Maier Benjamin Dominik, Petursson Borgthor, Lussana Alessandro, Petsalaki Evangelia
European Molecular Biology Laboratory, European Bioinformatics Institute (EMBL-EBI), Wellcome Genome Campus, Hinxton, Cambridgeshire, CB10 1SD, United Kingdom.
European Molecular Biology Laboratory, European Bioinformatics Institute (EMBL-EBI), Wellcome Genome Campus, Hinxton, Cambridgeshire, CB10 1SD, United Kingdom.
Mol Cell Proteomics. 2025 May 15:100994. doi: 10.1016/j.mcpro.2025.100994.

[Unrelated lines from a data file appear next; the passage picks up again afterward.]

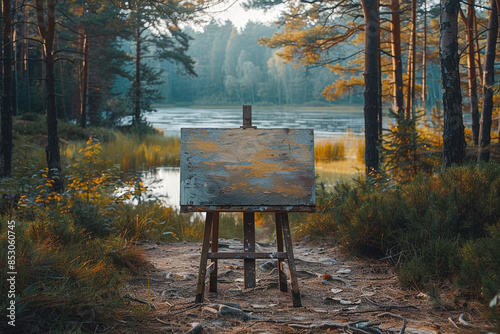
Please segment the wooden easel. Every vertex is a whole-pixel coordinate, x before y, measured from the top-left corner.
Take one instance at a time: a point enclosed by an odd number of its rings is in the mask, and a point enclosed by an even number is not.
[[[251,106],[243,106],[243,126],[240,128],[257,131],[256,127],[252,126]],[[277,259],[279,289],[282,292],[287,291],[287,278],[282,265],[283,260],[287,260],[293,306],[300,307],[302,302],[295,270],[288,212],[315,211],[312,130],[291,133],[291,129],[270,129],[244,134],[242,134],[243,130],[240,129],[223,130],[214,129],[210,133],[207,129],[186,129],[185,133],[181,131],[181,212],[206,212],[195,302],[203,302],[207,276],[210,276],[210,292],[217,292],[218,260],[242,259],[244,261],[245,288],[253,288],[256,286],[255,260]],[[228,133],[225,130],[230,131]],[[244,138],[253,138],[253,134],[257,137],[270,135],[269,138],[277,140],[274,144],[272,140],[270,143],[267,138],[260,144],[256,143],[255,145],[258,147],[255,152],[252,151],[254,156],[250,155],[248,158],[250,162],[241,161],[247,157],[246,155],[230,162],[220,161],[220,158],[216,156],[218,154],[230,160],[231,158],[228,158],[227,154],[228,150],[229,152],[232,152],[231,150],[237,152],[233,147],[228,148],[231,145],[231,139],[238,135]],[[244,144],[251,145],[252,143]],[[295,146],[292,147],[292,144]],[[297,150],[296,154],[293,154],[294,149]],[[184,156],[186,157],[184,158]],[[241,185],[242,178],[246,180],[248,175],[262,174],[262,171],[259,170],[261,165],[270,166],[276,171],[270,170],[269,175],[262,175],[256,180],[250,178],[251,181],[254,181],[254,187],[250,187],[248,184]],[[218,166],[222,170],[214,166]],[[241,173],[240,170],[245,172]],[[228,171],[233,174],[227,176]],[[274,182],[270,183],[272,186],[263,185],[264,181],[267,182],[267,178],[272,178],[273,173],[279,175],[272,180]],[[287,173],[290,175],[282,175]],[[233,177],[231,178],[231,176]],[[233,179],[235,184],[228,183]],[[300,184],[300,180],[303,184]],[[297,184],[297,182],[299,183]],[[257,187],[255,184],[259,186]],[[283,191],[279,189],[273,193],[274,188],[271,187],[275,187],[276,184],[289,187],[291,194],[282,194]],[[195,194],[196,190],[199,191],[199,194]],[[241,190],[249,195],[239,199],[238,196],[231,193],[233,190],[236,191],[236,194],[238,190]],[[228,192],[229,194],[227,194]],[[263,211],[275,213],[277,248],[275,253],[255,252],[255,212]],[[218,251],[220,212],[243,212],[243,252]],[[211,260],[211,264],[207,268],[208,259]]]

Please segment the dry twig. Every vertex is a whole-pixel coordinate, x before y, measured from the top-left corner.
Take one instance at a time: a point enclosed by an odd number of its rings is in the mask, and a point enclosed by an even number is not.
[[[405,318],[403,318],[399,314],[390,313],[390,312],[379,314],[377,317],[385,317],[385,316],[395,317],[395,318],[399,318],[399,319],[403,320],[403,327],[401,327],[399,334],[404,334],[405,329],[406,329],[406,319]]]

Phosphorylation forms an important part of the signalling system that cells use for decision making and regulation of processes such as cell division and differentiation. In human, >90% of identified phosphosites don't have annotations regarding the relevant upstream kinase. At the same time around 30% of kinases (as annotated in Uniprot) have no known target. This knowledge gap stresses the need to make large scale, data-driven computational predictions. In this study, we have created a machine learning-based model to derive a probabilistic kinase-substrate network from omics datasets. Our methodology displays improved performance compared to other state-of-the-art kinase-substrate prediction methods and provides predictions for more kinases. Importantly, it better captures new experimentally-identified kinase-substrate relationships. It can therefore allow the improved prioritisation of kinase-substrate pairs for illuminating the dark human cell signalling space. Our model is integrated into a web server, SELPHI, to allow unbiased analysis of phosphoproteomics data, facilitating the design of downstream experiments to uncover mechanisms of signal transduction across conditions and cellular contexts.
磷酸化是细胞用于决策以及调控诸如细胞分裂和分化等过程的信号系统的重要组成部分。在人类中,超过90%已鉴定的磷酸化位点没有关于相关上游激酶的注释。与此同时,大约30%的激酶(如在Uniprot中注释的)没有已知的靶点。这种知识差距凸显了进行大规模、数据驱动的计算预测的必要性。在本研究中,我们创建了一个基于机器学习的模型,以从组学数据集中推导概率性激酶-底物网络。与其他最先进的激酶-底物预测方法相比,我们的方法表现出更好的性能,并且能为更多激酶提供预测。重要的是,它能更好地捕捉新的实验鉴定的激酶-底物关系。因此,它可以改进激酶-底物对的优先级排序,以阐明人类细胞信号转导的未知领域。我们的模型集成到了一个网络服务器SELPHI中,以允许对磷酸化蛋白质组学数据进行无偏分析,便于设计下游实验以揭示不同条件和细胞背景下的信号转导机制。